No internet connection within Nomad exec task using bridge network mode (CNI v1.1.1)

Just switched a job from host networking to bridge for sidecar usage with Consul. The CNI bridge v1.1.1 plugin is installed. Unfortunately, I now have no network connection when executing tasks.

I’m on Ubuntu in GCP and not running firewalld, so I didn’t think any firewalld policies need be applied as specified here:

sudo firewall-cmd --zone=trusted --add-interface=nomad

UFW is also not running.

What should I try?

Hi @l-monninger; are you able to share the job specification you’re having this issue with along with any relevant configuration information regarding Nomad and Consul?

Thanks,
jrasell and the Nomad team

Here’s a redacted version of the job spec (template file). The configure-aws task is where I’ve been trying to debug.

job "tl" {

  datacenters = [
%{ for dc in datacenters ~}
"${dc}",
%{ endfor ~}
  ]

  type = "service"

  update {
    stagger      = "30s"
    max_parallel = 2
  }

  group "rpc" {

    network {
      mode = "bridge"
      port "http" {
        to = "${port}"
      }
    }

    task "configure-aws" {
      lifecycle {
        hook = "prestart"
        sidecar = false
      }

      driver = "exec"
      config {
        command = "/bin/bash"
        args = [
          "-c",
<<EOF
aws configure set aws_access_key_id ${AWS_SECRET_ID}
aws configure set aws_secret_access_key ${AWS_SECRET}
aws configure set region ${AWS_REGION}
aws configure set output json 
# ... have done network tests here and determined no internet connection available;
# not an AWS CLI specific issue
(aws ecr get-login-password --region ${AWS_REGION} | docker login --username AWS --password-stdin "${AWS_ACCOUNT_ID}.dkr.ecr.${AWS_REGION}.amazonaws.com")
EOF
        ]
      }
    }

   task "server" {

      driver = "docker"

      config {

        image = "https://${AWS_ACCOUNT_ID}.dkr.ecr.${AWS_REGION}.amazonaws.com/noneya-beeswax:0.0.1",
        args = ["-bind", "${port}"]

      }

      env {

        // etc.
        
      }

      resources {

        # cpu    = 500 # MHz
        # memory = 256 # MB

      }

    }

    service {

      provider = "consul"
      port = "http"

      connect {
         sidecar_service {}
       }

      check {

        type = "http"
        port = "http"
        interval = "10s"
        timeout = "2s"
        path = "/health"

      }

    }

  }
}

Note: I was also trying to experiment with doing my AWS and Docker CLI auth in a slightly different way. But, without internet connection I cannot debug that part.

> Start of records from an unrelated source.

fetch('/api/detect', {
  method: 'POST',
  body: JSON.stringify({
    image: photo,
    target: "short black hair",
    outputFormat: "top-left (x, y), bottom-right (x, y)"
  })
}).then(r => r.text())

Client and server configurations are produced by the run-consul and run-nomad scripts recommended in the terraform-google-nomad and the terraform-google-consul repos.

Consul config

# client sc.json
{
  "ports": {
    "grpc": 8502
  }
}

# cllient default.json
{
  "advertise_addr": "10.128.0.5",
  "bind_addr": "10.128.0.5",
  "client_addr": "0.0.0.0",
  "datacenter": "<redacted>",
  "node_name": "",
  "retry_join": [
    "provider=gce project_name=dev tag_value=gcp-rpc-cluster"
  ],
  "server": false,
  "autopilot": {
    "cleanup_dead_servers": true,
    "last_contact_threshold": "200ms",
    "max_trailing_logs": 250,
    "server_stabilization_time": "10s",
    "redundancy_zone_tag": "az",
    "disable_upgrade_migration": false,
    "upgrade_version_tag": ""
  },
  "ui": false
}

I notice there isn’t a client stanza. ^

# server sc.json
{
  "ports": {
    "grpc": 8502
  },
  "connect": {
    "enabled": true
  }
}

# server default.json
{
  "advertise_addr": "10.128.0.3",
  "bind_addr": "10.128.0.3",
  "bootstrap_expect": 3,
  "client_addr": "0.0.0.0",
  "datacenter": "<redacted>",
  "node_name": "",
  "retry_join": [
    "provider=gce project_name=dev tag_value=gcp-rpc-cluster"
  ],
  "server": true,
  "autopilot": {
    "cleanup_dead_servers": true,
    "last_contact_threshold": "200ms",
    "max_trailing_logs": 250,
    "server_stabilization_time": "10s",
    "redundancy_zone_tag": "az",
    "disable_upgrade_migration": false,
    "upgrade_version_tag": ""
  },
  "ui": true
}

Best,
Liam

I get the same behavior with v1.0.0 btw.

@jrasell @primeos-work It seems like maybe I shouldn’t use the exec driver at all when in bridge mode?: Support network bridge mode · Issue #36 · hashicorp/nomad-driver-podman · GitHub

For closure, dropping the exec driver was the only thing that got this to work.